The Sixty-Nine Stations of the Kisokaido
Introduction and Commentary by Sebastian Izzard
Hardcover, 160 pages
10.2 x 13.8 x 0.8 inches
71 full-color images
ISBN 13: 978-0-8076-1593-5
$80.00 (Can $87.00)
Reproduced from the finest surviving edition of the original manuscript, this book offers an unforgettable portrait of daily life in 19th century Japan. Each plate teems with unique characters, from beggars and brawling men to boaters and finely clothed women; and the artists' gentle humor imbues them all with remarkable, human vitality. Behind the travelers loom castles, cities, powerful waterfalls and other sites familiar to lovers of Japanese history. Readers will travel from station to station through changing seasons, rural roads and city streets, on a journey that explores every stratum of a diverse society.
Commentary by art scholar and curator Sebastian Izzard, Ph.D. accompanies each image, offering new insights into the artists' processes, and into the survival of their work. Many of the wood blocks used in printing the original Sixty Nine Stations changed radically after the early editions, and Izzard addresses the protean nature of each image. His commentary details the manuscript's survival during the dramatic social shifts and economic hardship of Hiroshige and Eisen's time, urging an appreciation for its evolution over the years. The Sixty-Nine Stations of the Kisokaido tells the story of a landmark, immortal artists, and an enduring masterpiece. 71 color images.
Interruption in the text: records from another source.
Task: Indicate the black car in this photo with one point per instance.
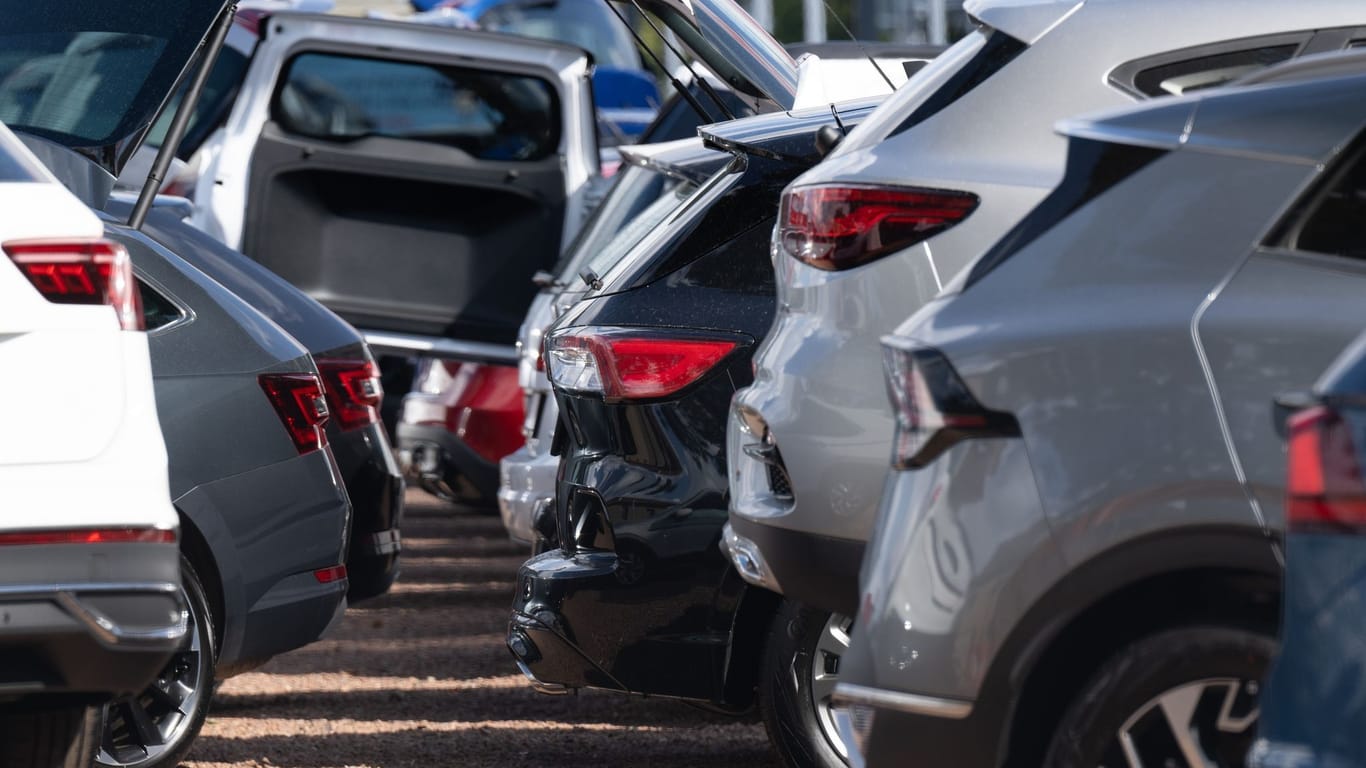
(638, 596)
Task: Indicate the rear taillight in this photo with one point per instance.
(353, 390)
(303, 409)
(623, 364)
(839, 227)
(88, 272)
(89, 536)
(933, 407)
(1324, 488)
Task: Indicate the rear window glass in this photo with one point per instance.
(488, 115)
(1208, 71)
(951, 75)
(93, 73)
(1331, 219)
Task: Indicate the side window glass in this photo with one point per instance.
(157, 310)
(1209, 71)
(485, 114)
(1332, 219)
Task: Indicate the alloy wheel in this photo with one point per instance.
(825, 674)
(144, 727)
(1202, 724)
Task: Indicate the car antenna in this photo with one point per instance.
(706, 88)
(857, 41)
(209, 49)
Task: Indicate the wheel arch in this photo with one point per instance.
(1217, 576)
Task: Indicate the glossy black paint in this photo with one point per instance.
(639, 596)
(364, 457)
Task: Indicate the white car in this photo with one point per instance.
(90, 603)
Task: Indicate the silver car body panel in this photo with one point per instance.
(818, 381)
(1139, 345)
"This is a fine example of the deluxe albums produced for the Japanese armchair traveler of the 19th century, displaying the delights of a journey along the famous scenic route connecting Edo and Kyoto. As Japanese art scholar Izzard explains, the publishers of this album enlisted the services of Keisai Eisen (1790–1848), a known carouser who supported his family by writing salacious literature before turning to art. Beginning in 1835, Eisen completed 24 prints before Utagawa Hiroshige (1797–1858), one of the great masters of lyrical landscapes, took over. The differing approaches of the two artists keep the album lively. Although each did both landscapes and more anecdotal scenes, only Eisen could have produced the brawl among beggars or the nightly parade of courtesans through a bustling post station. Hiroshige is best when depicting well-known beauty spots along the route, the specifics of seasons, rain storms and times of day ranging from sunrise to moonlit nights. This volume reproduces a recently discovered early edition of the album, containing details and colors that were dropped from later editions. Commentaries provide historical information for today's armchair traveler along with technical information for the specialist and collector."
"Utagawa Hiroshige (1797–1858) and Keisai Eisen (1790–1848), master artists of Japan’s Ukiyo-e tradition, created a series of prints chronicling the Kisokaido, the highway connecting Edo and Kyoto, and its 69 post stations, where travelers could admire the scenery, eat, shop, stay overnight, and be entertained. In brilliantly composed color images, Eisen and Hiroshige capture the look and spirit of each station, creating what Japanese art expert Izzard declares is a “tour de force of artistic vision and printmaking craftsmanship.” Eisen began the series in 1835, creating densely detailed and busy scenes of people at play and at work, “bold and expressive” records of the tumult of life on the road. Hiroshige took over where Eisen left off after 25 prints, bringing a more lyrical aesthetic to the process, focusing on the grandeur and grace of the land, water, and sky. But both artists were visual storytellers, rendering intriguing vignettes. In fact, these remarkably animated prints, sumptuously reproduced in this entrancing and informative volume, stand as early forms of manga, rich in drama, beauty, and humor."
SEBASTIAN IZZARD received his Ph.D. from the School of Oriental and African Studies, London University. With over twenty years’ experience as an auction house specialist, appraiser and dealer in Japanese and Korean Art, he has also served as head of the Japanese and Korean art division at Christie’s New York, curated shows for the Ukiyo-e Society of America and the Japan Society, and received the Uchiyama Memorial Prize for advances in Japanese print studies. He currently lives in New York.